Yes. If you designate more than one, the requirement expects those time servers to peer with one another to keep accurate time (PCI DSS v4.0.1 Requirement 10.6.2).

Are public NTP pools allowed as external sources?

The requirement calls for “specific industry-accepted external sources,” so relying on broad pools without pinning to specific sources creates audit friction. Document approved sources explicitly and configure your time servers to accept updates only from those sources (PCI DSS v4.0.1 Requirement 10.6.2).

What does “UTC or International Atomic Time” mean operationally?

Your external time feed must be based on UTC/atomic time (PCI DSS v4.0.1 Requirement 10.6.2).

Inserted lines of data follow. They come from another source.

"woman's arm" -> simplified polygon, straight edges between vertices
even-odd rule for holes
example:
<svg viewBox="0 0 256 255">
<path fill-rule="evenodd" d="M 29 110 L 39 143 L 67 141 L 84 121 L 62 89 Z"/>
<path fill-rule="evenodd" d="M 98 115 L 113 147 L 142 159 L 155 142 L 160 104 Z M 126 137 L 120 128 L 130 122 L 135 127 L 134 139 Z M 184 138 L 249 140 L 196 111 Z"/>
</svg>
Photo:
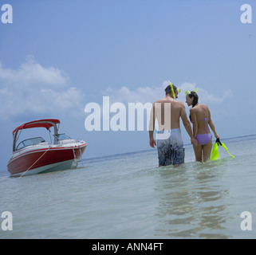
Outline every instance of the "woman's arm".
<svg viewBox="0 0 256 255">
<path fill-rule="evenodd" d="M 216 139 L 219 139 L 219 135 L 216 133 L 216 130 L 215 130 L 215 126 L 211 120 L 211 112 L 209 110 L 209 108 L 207 108 L 207 110 L 208 110 L 208 124 L 209 124 L 209 126 L 211 128 L 211 129 L 212 130 L 212 131 L 214 132 L 215 134 L 215 136 L 216 137 Z"/>
<path fill-rule="evenodd" d="M 196 114 L 195 112 L 195 109 L 191 108 L 190 114 L 191 116 L 191 121 L 193 123 L 193 136 L 194 136 L 194 138 L 195 138 L 195 136 L 197 135 L 197 132 L 198 132 L 198 124 L 197 124 L 197 118 L 196 118 Z"/>
</svg>

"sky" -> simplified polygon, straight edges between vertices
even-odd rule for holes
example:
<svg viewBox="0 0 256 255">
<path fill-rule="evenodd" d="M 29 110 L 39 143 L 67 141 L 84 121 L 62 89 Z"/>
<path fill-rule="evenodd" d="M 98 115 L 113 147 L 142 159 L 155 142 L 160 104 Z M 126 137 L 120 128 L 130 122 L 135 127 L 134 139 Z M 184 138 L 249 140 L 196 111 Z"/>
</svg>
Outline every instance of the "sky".
<svg viewBox="0 0 256 255">
<path fill-rule="evenodd" d="M 183 103 L 196 86 L 221 138 L 255 134 L 255 1 L 1 0 L 0 18 L 6 3 L 13 23 L 0 19 L 0 171 L 12 155 L 12 131 L 45 118 L 88 143 L 84 159 L 154 150 L 146 124 L 103 131 L 103 100 L 124 105 L 128 127 L 128 104 L 163 97 L 167 80 Z M 243 4 L 251 23 L 241 22 Z M 100 131 L 85 126 L 90 103 L 100 106 Z"/>
</svg>

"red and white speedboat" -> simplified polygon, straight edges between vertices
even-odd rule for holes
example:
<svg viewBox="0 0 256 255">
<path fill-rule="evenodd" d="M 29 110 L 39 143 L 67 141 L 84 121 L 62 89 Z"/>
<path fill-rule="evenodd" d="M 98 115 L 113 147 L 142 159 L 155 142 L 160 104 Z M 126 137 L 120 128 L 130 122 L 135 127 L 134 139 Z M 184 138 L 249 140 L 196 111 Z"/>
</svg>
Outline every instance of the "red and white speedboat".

In practice, standardize on UTC for system timestamps and ensure your designated time servers reference upstream sources that provide UTC-based time.

How do we prove that only the central time servers receive external time?

Keep firewall and cloud security policy evidence showing only the central servers can reach external time sources, plus a test result demonstrating that a non-central system cannot sync externally (PCI DSS v4.0.1 Requirement 10.6.2).

What if a third party hosts parts of our CDE or logging stack?

You still need evidence that the time synchronization hierarchy and restrictions are in place for the in-scope environment. Obtain configuration attestations, diagrams, and change-control artifacts from the third party, and store them with your PCI evidence set.